Когда они подошли к даче и Рутенберг стал отпирать калитку, Гапон, окинув дачу быстрым взглядом, спросил:
— Там никого нет?
— Тут иногда только ночует нанятый мною сторож, но я его вчера отпустил на неделю, он поехал к родне в Лугу. Скажи-ка лучше, ты, пока ехал, хвоста за собой не заметил?
Гапон рассмеялся:
— Чист, как ангел. Рачковский сказал мне, что они за мной уже давно не приглядывают. Но ты, я вижу, труса играешь…
— Если бы ты понимал, на что я решился, тебе было бы не до смеха.
Дача снаружи была заперта на висячий замок. Рутенберг начал его неторопливо отпирать.
— А другой ход есть? — спросил Гапон, заглянув за угол дома.
— Он запирается изнутри засовом, — ответил Рутенберг, распахивая дверь.
Они вошли в тёмную переднюю. Рутенберг приоткрыл на окне внутреннюю ставню, стала видна узкая лестница на второй этаж. Поднялись в большую комнату с крытой верандой. Гапон сбросил шубу, сел на деревянный диван у стены и, нервно потирая руки, вытянул ноги в новеньких ботах.
Рабочие-судьи находились в соседней комнате, на двери в которую висел замок, который не был заперт, в нужный момент Рутенберг мог мгновенно снять его и распахнуть дверь. А теперь он, медленно шагая по комнате, начал разговор.
— Прежде всего я хочу услышать твоё слово священника. Речь пойдёт о душе, на которую я лишний грех брать не хочу.
Гапон рассмеялся:
— Давай, исповедуйся… раб божий…
— Я решил дать Рачковскому ниточку к акции против Дурново. И ещё — к акции, которая готовится в Москве против генерала Дубасова.
— Отлично, Мартын! — воскликнул Гапон. — Могу тебя заверить, тут пахнет уже не двадцатью пятью тысячами, а помножь на четыре. Понял?
— Деньги деньгами. Но я беру на душу великую тяжесть — ведь охранка похватает наших людей и их повесят. Наверняка! Всех повесят. А мы с тобой останемся при больших деньгах. Может быть грех тяжелее? — он замолчал, изображая душевные муки.
— Но разве сам ты после Девятого января не учил меня, что революция без крови и жертв не бывает? Учил, и я этот закон принял. Я и самоубийство Черемушина отнёс на этот закон.
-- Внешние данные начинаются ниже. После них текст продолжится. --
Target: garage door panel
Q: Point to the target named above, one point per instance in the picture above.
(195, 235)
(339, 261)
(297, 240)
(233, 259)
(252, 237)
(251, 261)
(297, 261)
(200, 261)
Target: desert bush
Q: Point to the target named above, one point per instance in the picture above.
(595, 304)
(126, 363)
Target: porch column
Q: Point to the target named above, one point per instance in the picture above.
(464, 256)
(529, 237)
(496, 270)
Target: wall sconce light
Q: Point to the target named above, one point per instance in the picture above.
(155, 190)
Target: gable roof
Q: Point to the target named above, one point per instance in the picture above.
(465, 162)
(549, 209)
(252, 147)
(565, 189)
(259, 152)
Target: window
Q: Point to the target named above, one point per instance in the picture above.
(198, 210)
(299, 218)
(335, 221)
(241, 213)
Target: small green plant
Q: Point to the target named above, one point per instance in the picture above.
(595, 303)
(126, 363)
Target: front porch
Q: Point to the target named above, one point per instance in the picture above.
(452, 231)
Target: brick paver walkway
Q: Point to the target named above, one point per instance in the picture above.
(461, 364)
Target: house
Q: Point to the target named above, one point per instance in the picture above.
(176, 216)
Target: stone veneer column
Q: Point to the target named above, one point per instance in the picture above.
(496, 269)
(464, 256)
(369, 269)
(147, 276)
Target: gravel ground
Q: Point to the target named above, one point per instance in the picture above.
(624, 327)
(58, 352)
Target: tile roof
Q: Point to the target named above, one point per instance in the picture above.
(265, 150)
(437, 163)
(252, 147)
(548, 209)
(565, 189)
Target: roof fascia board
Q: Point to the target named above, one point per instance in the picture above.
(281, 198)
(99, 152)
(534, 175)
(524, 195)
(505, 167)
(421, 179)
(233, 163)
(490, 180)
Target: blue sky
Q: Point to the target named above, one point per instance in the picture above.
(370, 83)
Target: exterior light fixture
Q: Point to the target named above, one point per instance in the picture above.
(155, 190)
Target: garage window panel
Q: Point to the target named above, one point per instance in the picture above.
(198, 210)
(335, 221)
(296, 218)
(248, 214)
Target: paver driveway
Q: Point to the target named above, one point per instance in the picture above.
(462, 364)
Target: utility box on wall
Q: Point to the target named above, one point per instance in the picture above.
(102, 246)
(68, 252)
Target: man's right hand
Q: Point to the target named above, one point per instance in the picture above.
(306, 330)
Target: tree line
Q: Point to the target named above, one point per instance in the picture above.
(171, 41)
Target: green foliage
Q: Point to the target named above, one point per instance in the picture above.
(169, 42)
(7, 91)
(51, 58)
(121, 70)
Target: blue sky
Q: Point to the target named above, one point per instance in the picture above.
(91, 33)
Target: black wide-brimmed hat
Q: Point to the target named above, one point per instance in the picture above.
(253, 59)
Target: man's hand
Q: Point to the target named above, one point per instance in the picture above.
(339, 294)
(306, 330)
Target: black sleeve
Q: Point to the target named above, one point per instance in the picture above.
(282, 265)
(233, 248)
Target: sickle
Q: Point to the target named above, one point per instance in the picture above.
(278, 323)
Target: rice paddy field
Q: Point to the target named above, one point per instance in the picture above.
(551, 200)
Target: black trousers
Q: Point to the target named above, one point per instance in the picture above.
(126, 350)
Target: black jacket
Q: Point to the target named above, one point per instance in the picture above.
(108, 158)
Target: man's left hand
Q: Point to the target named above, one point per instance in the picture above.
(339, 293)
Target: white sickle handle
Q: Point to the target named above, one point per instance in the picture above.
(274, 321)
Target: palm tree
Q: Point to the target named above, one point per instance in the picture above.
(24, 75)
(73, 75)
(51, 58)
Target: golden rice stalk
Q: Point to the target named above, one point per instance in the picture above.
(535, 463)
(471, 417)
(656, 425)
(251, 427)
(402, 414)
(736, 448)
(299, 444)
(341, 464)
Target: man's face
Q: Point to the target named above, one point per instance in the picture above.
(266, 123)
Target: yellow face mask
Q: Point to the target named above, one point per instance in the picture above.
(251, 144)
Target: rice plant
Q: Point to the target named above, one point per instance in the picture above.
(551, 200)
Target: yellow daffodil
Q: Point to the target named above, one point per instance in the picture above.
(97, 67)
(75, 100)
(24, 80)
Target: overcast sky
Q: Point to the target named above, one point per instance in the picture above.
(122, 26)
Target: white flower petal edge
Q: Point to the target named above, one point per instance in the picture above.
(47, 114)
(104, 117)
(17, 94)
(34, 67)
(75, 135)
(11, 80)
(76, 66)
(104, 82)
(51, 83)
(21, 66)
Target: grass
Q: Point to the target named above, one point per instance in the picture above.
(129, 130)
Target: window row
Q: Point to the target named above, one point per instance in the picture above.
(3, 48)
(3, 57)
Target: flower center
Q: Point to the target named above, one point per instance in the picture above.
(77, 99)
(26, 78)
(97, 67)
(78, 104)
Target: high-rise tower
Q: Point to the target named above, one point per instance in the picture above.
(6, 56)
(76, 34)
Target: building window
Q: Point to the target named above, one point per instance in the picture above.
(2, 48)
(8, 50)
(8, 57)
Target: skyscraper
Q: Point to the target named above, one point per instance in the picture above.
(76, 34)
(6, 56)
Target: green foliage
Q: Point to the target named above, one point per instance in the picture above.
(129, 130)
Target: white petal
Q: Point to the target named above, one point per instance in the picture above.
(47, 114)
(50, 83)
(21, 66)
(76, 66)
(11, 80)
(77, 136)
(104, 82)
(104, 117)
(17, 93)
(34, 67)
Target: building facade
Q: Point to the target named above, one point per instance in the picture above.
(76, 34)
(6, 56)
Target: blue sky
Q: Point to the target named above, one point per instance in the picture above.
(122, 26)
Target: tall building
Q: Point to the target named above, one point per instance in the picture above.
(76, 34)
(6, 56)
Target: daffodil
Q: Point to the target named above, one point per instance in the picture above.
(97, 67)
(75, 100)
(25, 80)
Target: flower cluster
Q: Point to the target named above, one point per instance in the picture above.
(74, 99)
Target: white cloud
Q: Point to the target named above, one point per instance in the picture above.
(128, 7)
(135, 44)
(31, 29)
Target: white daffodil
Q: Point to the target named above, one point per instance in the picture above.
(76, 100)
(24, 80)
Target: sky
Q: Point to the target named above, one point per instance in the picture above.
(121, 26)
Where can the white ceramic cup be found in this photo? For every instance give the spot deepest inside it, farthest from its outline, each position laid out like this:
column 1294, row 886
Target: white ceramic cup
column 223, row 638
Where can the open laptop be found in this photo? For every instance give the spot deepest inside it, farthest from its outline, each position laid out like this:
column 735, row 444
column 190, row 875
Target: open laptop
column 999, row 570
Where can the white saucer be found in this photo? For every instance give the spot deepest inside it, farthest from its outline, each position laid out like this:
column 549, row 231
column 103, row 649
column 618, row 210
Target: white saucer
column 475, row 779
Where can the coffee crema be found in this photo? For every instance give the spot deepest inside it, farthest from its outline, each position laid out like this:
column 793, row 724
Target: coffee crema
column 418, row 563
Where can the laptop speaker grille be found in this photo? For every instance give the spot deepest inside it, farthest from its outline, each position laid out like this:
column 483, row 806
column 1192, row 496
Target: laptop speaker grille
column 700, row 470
— Вот тебе и на, — удивился Рутенберг. — Ты же сам дал ему револьвер, чтобы убить Петрова, а он выстрелил в себя. При чём тут революция?
Гапон подобрал ноги и всем телом подался вперёд:
— Ну допустим даже, что одного-двух схватят. Но они-то погибнут за революцию, которая без крови не бывает! И вообще, мы говорим не о том. Я сегодня утром созвонился с Рачковским. Он ждёт тебя завтра в восемь вечера.
— Где?
— В его любимом месте — у Кюба.
Помолчав, Рутенберг сказал обречённо:
— Мне остаётся успокоить душу одним — что меня казнят свои. Как в молитве: смертью смерть поправ.
— И сущий во гробу жизнь даровав, — почти весело подхватил Гапон. И добавил: — А Рачковский, между прочим, говорил и об этом. Он сказал, что тебя от мести своих спасти очень просто. Для вида, говорил, мы его вместе с другими арестуем, месяца три подержим. И он — чист.
— А если вместе с товарищами повесят и меня? Тогда на твоей душе будет не только Черемушин, но и я — твой друг.
— Рачковский тебя не тронет! Клянусь!
— А если всё произойдёт по худшему варианту, как ты сам-то жить будешь, как с богом поладишь?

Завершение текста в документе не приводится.